Berlin.

Neue Unruhe in der Koalition: Finanzminister Wolfgang Schäuble (CDU) hat die ankommenden Flüchtlinge mit einer „Lawine“ verglichen. Ob sie schon im Tal angekommen oder im oberen Drittel des Hanges sei, „weiß ich nicht“, sagte er am Mittwochabend. Ausgelöst hat Schäuble mit dem Vergleich erst einmal: Empörung.

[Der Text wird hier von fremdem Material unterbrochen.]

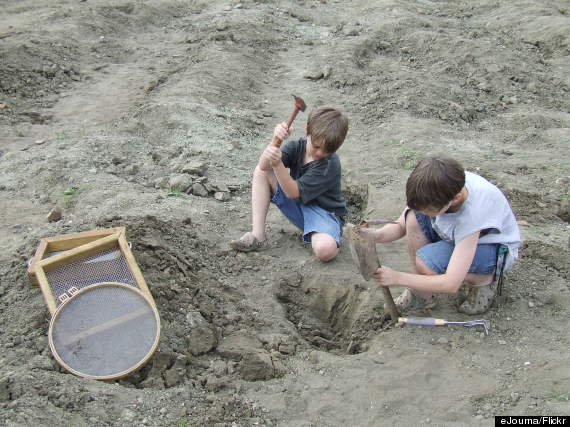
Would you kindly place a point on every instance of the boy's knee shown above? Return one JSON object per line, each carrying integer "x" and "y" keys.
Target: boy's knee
{"x": 324, "y": 248}
{"x": 422, "y": 268}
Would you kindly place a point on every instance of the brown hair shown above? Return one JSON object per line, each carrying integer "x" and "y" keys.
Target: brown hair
{"x": 329, "y": 124}
{"x": 434, "y": 182}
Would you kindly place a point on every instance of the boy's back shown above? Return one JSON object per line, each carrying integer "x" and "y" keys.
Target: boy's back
{"x": 319, "y": 180}
{"x": 487, "y": 210}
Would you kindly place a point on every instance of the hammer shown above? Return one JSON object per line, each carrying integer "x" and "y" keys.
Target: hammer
{"x": 299, "y": 106}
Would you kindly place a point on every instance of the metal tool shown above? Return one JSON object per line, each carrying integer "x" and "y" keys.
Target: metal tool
{"x": 363, "y": 251}
{"x": 430, "y": 321}
{"x": 299, "y": 106}
{"x": 369, "y": 222}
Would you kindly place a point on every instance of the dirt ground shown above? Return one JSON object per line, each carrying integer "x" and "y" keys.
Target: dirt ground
{"x": 151, "y": 115}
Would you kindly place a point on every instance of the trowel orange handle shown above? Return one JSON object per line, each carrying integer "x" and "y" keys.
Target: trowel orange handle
{"x": 422, "y": 321}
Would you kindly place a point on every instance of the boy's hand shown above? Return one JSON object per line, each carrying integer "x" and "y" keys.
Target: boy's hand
{"x": 272, "y": 155}
{"x": 385, "y": 276}
{"x": 281, "y": 132}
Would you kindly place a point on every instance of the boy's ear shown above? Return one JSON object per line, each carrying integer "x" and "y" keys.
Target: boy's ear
{"x": 457, "y": 197}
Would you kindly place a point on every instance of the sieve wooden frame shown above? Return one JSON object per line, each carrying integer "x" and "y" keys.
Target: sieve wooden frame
{"x": 65, "y": 242}
{"x": 110, "y": 323}
{"x": 84, "y": 251}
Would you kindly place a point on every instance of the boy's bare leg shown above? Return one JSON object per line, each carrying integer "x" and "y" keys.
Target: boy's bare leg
{"x": 263, "y": 185}
{"x": 416, "y": 239}
{"x": 324, "y": 246}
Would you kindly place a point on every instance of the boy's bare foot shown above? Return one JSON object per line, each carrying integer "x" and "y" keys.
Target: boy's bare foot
{"x": 409, "y": 301}
{"x": 479, "y": 299}
{"x": 248, "y": 242}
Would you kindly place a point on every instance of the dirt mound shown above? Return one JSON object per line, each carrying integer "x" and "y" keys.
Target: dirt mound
{"x": 152, "y": 116}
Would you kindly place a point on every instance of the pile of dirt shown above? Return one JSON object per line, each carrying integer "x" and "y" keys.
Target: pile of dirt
{"x": 151, "y": 116}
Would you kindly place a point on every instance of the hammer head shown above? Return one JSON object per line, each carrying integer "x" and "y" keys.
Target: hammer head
{"x": 299, "y": 103}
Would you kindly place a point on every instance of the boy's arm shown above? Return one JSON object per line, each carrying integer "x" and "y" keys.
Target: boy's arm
{"x": 281, "y": 132}
{"x": 448, "y": 282}
{"x": 289, "y": 186}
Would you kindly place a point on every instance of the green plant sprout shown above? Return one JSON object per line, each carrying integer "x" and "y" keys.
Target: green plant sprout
{"x": 177, "y": 193}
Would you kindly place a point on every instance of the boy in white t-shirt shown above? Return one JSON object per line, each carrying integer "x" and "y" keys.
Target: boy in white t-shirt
{"x": 458, "y": 226}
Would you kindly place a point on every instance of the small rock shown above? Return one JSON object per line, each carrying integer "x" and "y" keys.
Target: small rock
{"x": 221, "y": 196}
{"x": 149, "y": 87}
{"x": 181, "y": 182}
{"x": 194, "y": 168}
{"x": 132, "y": 169}
{"x": 313, "y": 75}
{"x": 54, "y": 215}
{"x": 199, "y": 190}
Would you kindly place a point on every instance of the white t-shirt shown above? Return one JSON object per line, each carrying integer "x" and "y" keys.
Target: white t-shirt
{"x": 487, "y": 210}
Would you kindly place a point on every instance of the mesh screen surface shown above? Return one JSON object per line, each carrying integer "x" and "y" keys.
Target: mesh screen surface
{"x": 105, "y": 266}
{"x": 104, "y": 331}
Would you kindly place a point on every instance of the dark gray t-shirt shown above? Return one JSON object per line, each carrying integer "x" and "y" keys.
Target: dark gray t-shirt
{"x": 319, "y": 180}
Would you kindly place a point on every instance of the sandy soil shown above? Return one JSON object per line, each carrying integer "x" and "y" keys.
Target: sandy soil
{"x": 151, "y": 115}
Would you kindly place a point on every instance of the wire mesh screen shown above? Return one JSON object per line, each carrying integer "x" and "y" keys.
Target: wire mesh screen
{"x": 105, "y": 331}
{"x": 104, "y": 266}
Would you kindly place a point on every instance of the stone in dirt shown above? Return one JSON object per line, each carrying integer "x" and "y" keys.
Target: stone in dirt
{"x": 54, "y": 215}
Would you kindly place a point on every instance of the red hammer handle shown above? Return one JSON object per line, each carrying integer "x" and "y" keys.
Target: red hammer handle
{"x": 276, "y": 141}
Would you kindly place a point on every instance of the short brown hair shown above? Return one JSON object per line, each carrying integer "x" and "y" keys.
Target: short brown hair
{"x": 329, "y": 124}
{"x": 434, "y": 182}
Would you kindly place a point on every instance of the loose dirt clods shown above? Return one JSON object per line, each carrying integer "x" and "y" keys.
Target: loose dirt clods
{"x": 152, "y": 116}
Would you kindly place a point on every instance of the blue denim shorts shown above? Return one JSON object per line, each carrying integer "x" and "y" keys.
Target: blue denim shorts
{"x": 309, "y": 218}
{"x": 436, "y": 255}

„Ich kann mir das Bild nicht zu eigen machen. Ich würde einen solchen Vergleich nicht wählen“, sagte SPD-Chef Sigmar Gabriel gestern. „Menschen in Not sind keine Naturkatastrophe“, pflichtete Justizminister Heiko Maas (SPD) bei. Die Union müsse jetzt zur Sacharbeit zurückkehren: „Es ist jetzt mal genug“, schimpfte SPD-Fraktionschef Thomas Oppermann. Es ist nicht nur der Vergleich, der Angela Merkels Koalitionspartner irritiert, sondern das Signal: Mit Schäuble verstärkt ein Mann die Missstimmung in der Union, den man lange Zeit für eine Stütze der Kanzlerin hielt. Und jetzt das: Schäuble-Sätze mit gefährlich viel Spielraum für Interpretationen. „Lawinen kann man auslösen, wenn irgendein etwas unvorsichtiger Skifahrer an den Hang geht (...) und ein bisschen Schnee bewegt“, sagte der Finanzminister. Seither fragt sich das politische Berlin, wer der Skifahrer war. War es das Bundesamt für Migration und Flüchtlinge (BAMF), das am 25. August twitterte, für Syrer werde das Dublin-Verfahren „zum gegenwärtigen Zeitpunkt von uns weitergehend nicht weiterverfolgt“? Oder war es die Bundeskanzlerin mit dem einsamen Beschluss Anfang September, die Grenzen zu öffnen? Schäuble führte das nicht aus.

Mitarbeiter des Flüchtlingsamts üben Kritik an Asylverfahren

Innerhalb des BAMF haben sich die Mitarbeiter mit einem offenen Brief an Behördenchef Frank-Jürgen Weise gewandt und ihrem Unmut Luft gemacht. Ihre Hauptkritikpunkte: Der Verzicht auf eine Identitätsprüfung bei vielen Flüchtlingen sei mit rechtsstaatlichen Prinzipien nicht mehr vereinbar und öffne Terroristen Tür und Tor. Dazu kommen eine viel zu schnelle Ausbildung der neuen Entscheider: Praktikanten entschieden inzwischen nach nur wenigen Tagen über menschliche Schicksale. Die beschleunigten schriftlichen Asylverfahren bei Syrern, Eritreern, manchen Irakern und Asylbewerbern vom Balkan wiesen „systemische Mängel“ auf. Die Identität der Menschen werde faktisch nicht geprüft.